Naming conventions

This article is a summary of the naming rules and restrictions for Azure resources and a baseline set of recommendations for naming conventions. You can use these recommendations as a starting point for your own conventions specific to your needs.

The choice of a name for any resource in Microsoft Azure is important because:

  • It is difficult to change a name later.
  • Names must meet the requirements of their specific resource type.

Consistent naming conventions make resources easier to locate. They can also indicate the role of a resource in a solution.

The key to success with naming conventions is establishing and following them across your applications and organizations.

Naming subscriptions

When naming Azure subscriptions, verbose names make understanding the context and purpose of each subscription clear.

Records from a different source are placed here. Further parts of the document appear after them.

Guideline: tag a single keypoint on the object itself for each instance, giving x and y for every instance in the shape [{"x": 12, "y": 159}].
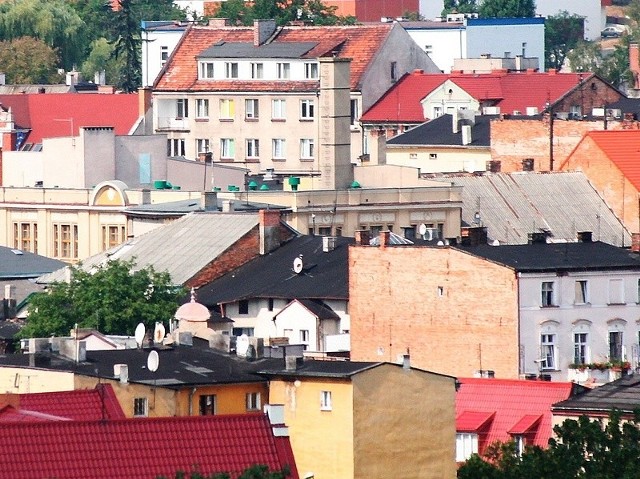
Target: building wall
[
  {"x": 413, "y": 414},
  {"x": 322, "y": 441},
  {"x": 617, "y": 191},
  {"x": 456, "y": 313}
]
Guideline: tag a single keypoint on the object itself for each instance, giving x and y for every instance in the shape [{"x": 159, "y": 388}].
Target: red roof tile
[
  {"x": 53, "y": 115},
  {"x": 621, "y": 147},
  {"x": 516, "y": 404},
  {"x": 510, "y": 91},
  {"x": 358, "y": 42},
  {"x": 141, "y": 448}
]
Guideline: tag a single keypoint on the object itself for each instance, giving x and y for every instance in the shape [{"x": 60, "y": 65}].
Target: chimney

When working in an environment with many subscriptions, following a shared naming convention can improve clarity.

A recommended pattern for naming subscriptions is:

<Company> <Department (optional)> <Product Line (optional)> <Environment>

  • Company would usually be the same for each subscription. However, some companies may have child companies within the organizational structure. These companies may be managed by a central IT group. In these cases, they could be differentiated by having both the parent company name (Contoso) and child company name (Northwind).
  • Department is a name within the organization that contains a group of individuals. This item within the namespace is optional.
  • Product line is a specific name for a product or function that is performed from within the department. This is generally optional for internal-facing services and applications. However, it is highly recommended to use for public-facing services that require easy separation and identification (such as for clear separation of billing records).
  • Environment is the name that describes the deployment lifecycle of the applications or services, such as Dev, QA, or Prod.
Company Department Product Line or Service Environment Full Name
Contoso SocialGaming AwesomeService Production Contoso SocialGaming AwesomeService Production
Contoso SocialGaming AwesomeService Dev Contoso SocialGaming AwesomeService Dev
Contoso IT InternalApps Production Contoso IT InternalApps Production
Contoso IT InternalApps Dev Contoso IT InternalApps Dev

For more information on how to organize subscriptions for larger enterprises, read our prescriptive subscription governance guidance.

Use affixes to avoid ambiguity

When naming resources in Azure, it is recommended to use common prefixes or suffixes to identify the type and context of the resource. While all the information about type, metadata, context, is available programmatically, applying common affixes simplifies visual identification. When incorporating affixes into your naming convention, it is important to clearly specify whether the affix is at the beginning of the name (prefix) or at the end (suffix).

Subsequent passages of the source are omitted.